Um grupo de pesquisadores independentes desenvolveu um dispositivo intrigante capaz de induzir odores artificialmente usando ultrassom, sem a necessidade de cartuchos com soluções. Essa descoberta é de particular interesse para a realidade virtual, que domina a imersão visual e auditiva em mundos imaginários, deixando a transmissão de odores para depois. No entanto, odores no ambiente interferem na imersão completa em realidade virtual, e algo precisa ser feito a respeito.

Fonte da imagem: Lev Chizhov

As tentativas tradicionais de simular odores em headsets e cinemas de realidade virtual (como o Smell-O-Vision ou dispositivos da Feelreal e Vaqso no passado) falharam devido à necessidade de cartuchos químicos e à gama limitada de agentes aromatizantes. Exigiam compras constantes de consumíveis e também enfrentavam restrições regulatórias — assim como os cigarros eletrônicos. Seria tentador criar um dispositivo que afetasse diretamente o cérebro para evocar associações olfativas.

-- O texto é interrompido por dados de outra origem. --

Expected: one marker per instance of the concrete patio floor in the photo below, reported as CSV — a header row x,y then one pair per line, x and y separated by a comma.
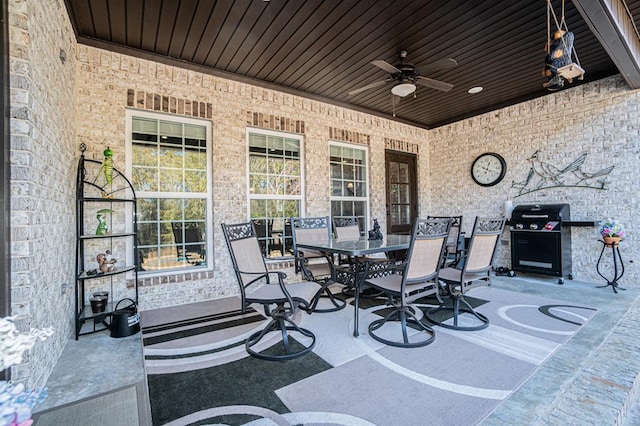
x,y
591,380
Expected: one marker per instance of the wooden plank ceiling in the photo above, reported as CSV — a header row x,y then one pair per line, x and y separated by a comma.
x,y
323,49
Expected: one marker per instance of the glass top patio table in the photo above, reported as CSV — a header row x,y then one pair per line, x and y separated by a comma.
x,y
355,249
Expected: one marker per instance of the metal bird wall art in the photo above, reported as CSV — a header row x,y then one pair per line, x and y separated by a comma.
x,y
543,175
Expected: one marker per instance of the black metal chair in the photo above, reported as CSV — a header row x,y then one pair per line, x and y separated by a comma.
x,y
314,265
454,249
415,278
474,271
251,272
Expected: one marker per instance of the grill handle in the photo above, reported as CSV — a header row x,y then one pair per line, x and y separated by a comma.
x,y
535,216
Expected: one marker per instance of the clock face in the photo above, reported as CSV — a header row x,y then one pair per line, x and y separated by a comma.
x,y
488,169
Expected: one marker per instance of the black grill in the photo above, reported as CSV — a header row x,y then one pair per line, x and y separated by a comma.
x,y
540,241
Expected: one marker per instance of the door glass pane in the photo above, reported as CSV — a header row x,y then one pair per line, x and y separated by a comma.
x,y
403,176
403,196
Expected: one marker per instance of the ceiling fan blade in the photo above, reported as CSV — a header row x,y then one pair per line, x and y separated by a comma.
x,y
434,84
386,66
367,87
442,64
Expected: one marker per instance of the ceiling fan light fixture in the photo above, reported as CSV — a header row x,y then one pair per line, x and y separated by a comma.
x,y
403,89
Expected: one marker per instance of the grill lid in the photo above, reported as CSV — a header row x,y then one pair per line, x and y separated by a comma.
x,y
536,212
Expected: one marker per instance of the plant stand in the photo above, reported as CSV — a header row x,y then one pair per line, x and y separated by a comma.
x,y
617,274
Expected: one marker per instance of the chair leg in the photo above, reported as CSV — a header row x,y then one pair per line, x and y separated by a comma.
x,y
404,315
456,309
280,322
325,292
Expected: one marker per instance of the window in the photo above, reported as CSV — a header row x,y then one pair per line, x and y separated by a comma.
x,y
349,193
170,171
275,188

Além disso, os odores ativam estruturas cerebrais ancestrais que influenciam significativamente as reações e a formação da memória. Alguns argumentam que headsets de realidade virtual sem simulação de odores são um desperdício de dinheiro. Mesmo com visualização perfeita, a ausência de odores relevantes e a presença de odores aleatórios não proporcionarão uma experiência totalmente imersiva.

Esta nova abordagem para simular aromas é radicalmente diferente: em vez da estimulação química do nariz, um sinal ultrassônico é enviado diretamente através do crânio para o bulbo olfatório no cérebro. Este é o primeiro estudo do gênero no mundo e ainda não foi realizado em animais. O projeto foi idealizado e está sendo desenvolvido por quatro especialistas em suas respectivas áreas: o empreendedor de neurotecnologia Lev Chizhov, o cientista do Caltech Albert Yan-Huang e dois programadores, Thomas Ribeiro e Aayush Gupta.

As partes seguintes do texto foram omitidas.